Sunday, March 3, 2019

Water Stories

Long years ago when I was making my way through grammar school, Sunday afternoons would often find us out in the country at the old home place where my Uncle Gene and his family lived.  For a boy who had never been on a real farm, it was a wonderful place.  There was a mule and chickens, a yard swept clean and unending space to run , and a bucket of water and a dipper on the front porch.  At our house in town you had to drink water from a faucet, but out in the country you drank water from the bucket with the long handled dipper used by everyone. 
 
When I retired just over five decades later and came to a farm, the first thing we did was dig a well.  To this day I know from how deep in the earth the water comes and always I am amazed that it is clear and good to taste without any kind of big city treatment.  Sometimes I think I must have lived like the city kid who always thought his food came from a can since I never thought much about water as I pulled the faucet handle and drank my fill.  Now I know that nothing is more precious and valuable to the life that is lived all around me. 

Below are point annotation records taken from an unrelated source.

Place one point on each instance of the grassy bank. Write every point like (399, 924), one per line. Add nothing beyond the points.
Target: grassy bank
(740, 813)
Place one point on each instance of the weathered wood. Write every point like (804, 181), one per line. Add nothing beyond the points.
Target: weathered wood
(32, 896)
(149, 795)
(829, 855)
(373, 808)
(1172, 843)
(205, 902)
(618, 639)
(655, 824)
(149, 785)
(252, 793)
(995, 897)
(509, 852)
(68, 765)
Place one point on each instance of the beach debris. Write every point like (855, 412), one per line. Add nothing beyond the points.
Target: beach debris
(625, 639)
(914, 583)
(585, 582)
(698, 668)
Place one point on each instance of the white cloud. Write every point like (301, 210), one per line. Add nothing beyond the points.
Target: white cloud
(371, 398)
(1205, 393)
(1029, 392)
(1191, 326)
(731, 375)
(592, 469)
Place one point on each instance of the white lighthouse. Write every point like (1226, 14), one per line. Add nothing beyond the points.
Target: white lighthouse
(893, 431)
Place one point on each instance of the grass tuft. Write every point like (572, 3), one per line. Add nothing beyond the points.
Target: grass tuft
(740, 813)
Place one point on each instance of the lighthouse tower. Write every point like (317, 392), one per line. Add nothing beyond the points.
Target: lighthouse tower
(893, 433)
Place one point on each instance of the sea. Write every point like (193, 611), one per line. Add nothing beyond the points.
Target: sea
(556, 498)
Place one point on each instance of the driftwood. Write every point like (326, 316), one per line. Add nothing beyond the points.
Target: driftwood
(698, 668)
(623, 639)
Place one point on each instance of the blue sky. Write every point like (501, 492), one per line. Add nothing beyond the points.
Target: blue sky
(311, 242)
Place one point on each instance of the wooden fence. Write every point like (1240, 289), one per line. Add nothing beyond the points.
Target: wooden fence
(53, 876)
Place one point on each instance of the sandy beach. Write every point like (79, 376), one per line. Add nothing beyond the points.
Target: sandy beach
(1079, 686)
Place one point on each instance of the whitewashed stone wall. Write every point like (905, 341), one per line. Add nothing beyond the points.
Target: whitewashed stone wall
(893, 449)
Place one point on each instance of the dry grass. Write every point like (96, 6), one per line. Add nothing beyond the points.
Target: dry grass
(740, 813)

The Scripture is full of water stories.  There is a river in the Genesis Garden, a sea that rolled back for the Hebrews, a flood that required an Ark, and rain on Mt. Carmel.  John baptized folks in the Jordan River,  water was turned into wine, and a blind man washed his eyes to see.  The creative power of God brought water into being and the Creator then used it again and again for holy purposes.  Jesus even stood at an ancient well one day and spoke about being living water that gushes forth to give eternal life.  (John 4:14)  It does us well to pause in the moment of receiving and drinking water to give thanks to God for the gift that provides for our bodies and nurtures our souls.